Just reading this makes me understand the writer is from LA.
This is NY writing to you. We still have some standards out here and class.
A Gentlemen…
David Scarborough says
You Sir, are an unequivocal genius.
JoeMomma says
Really, that’s NY writing? I’m thinking Buffalo or Rochester.
shooty* says
Wanker.
humourless, missing the point wanker.
Kitsune says
You are correct in your assumption that this article made me laugh. You are wrong in assuming that laughter was derived of a childish mind set. I don’t think children would understand the humor of this article. I don’t think Stuart has, in this article or in any other, demonstrated that he is child like.
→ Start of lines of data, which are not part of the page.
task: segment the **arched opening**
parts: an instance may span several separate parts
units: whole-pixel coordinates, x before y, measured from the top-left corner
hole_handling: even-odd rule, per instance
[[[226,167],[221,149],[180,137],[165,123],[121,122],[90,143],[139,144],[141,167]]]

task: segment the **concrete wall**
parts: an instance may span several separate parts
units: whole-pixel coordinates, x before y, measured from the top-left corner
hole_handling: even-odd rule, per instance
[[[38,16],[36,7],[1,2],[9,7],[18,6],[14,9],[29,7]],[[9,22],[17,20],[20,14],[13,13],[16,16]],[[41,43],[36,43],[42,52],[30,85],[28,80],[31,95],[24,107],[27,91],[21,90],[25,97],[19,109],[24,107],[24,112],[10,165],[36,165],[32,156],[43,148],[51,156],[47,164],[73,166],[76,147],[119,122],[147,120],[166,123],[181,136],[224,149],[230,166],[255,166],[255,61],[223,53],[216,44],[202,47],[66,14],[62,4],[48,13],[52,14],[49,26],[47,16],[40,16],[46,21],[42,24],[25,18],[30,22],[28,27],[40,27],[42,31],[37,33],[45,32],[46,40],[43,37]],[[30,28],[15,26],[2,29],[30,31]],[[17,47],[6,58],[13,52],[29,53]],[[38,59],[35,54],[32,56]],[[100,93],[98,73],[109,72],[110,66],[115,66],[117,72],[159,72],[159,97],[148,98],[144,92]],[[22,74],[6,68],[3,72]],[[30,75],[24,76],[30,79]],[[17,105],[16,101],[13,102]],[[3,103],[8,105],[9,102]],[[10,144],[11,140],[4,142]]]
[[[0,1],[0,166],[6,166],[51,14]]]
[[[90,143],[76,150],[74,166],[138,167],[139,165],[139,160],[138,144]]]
You suggest that because she is no longer underage, and considered an adult or “woman” now, that we (we meaning all men I suppose) should now show decency. So you assert that whilst an attractive woman is underage decency is not needed, nor expected. Me thinks you have some stuff backwards. Typically one would not stick his ass out to show respect either, as suggested by you in telling us stick our backbone out.
You are right in saying she is a person and deserves respect. Stuart never says anything to the contrary. But you are largly missing the point. Stuart says it best here “Most importantly it sends a valuable message to all the young girls who idolise her. In effect she
tedious says
“a market stall Angelina Jolie sex doll”, priceless….lol
All Women Stalker says
Hahaaa. This is too funny. But awww, I didn’t know that about Megan. Good for her.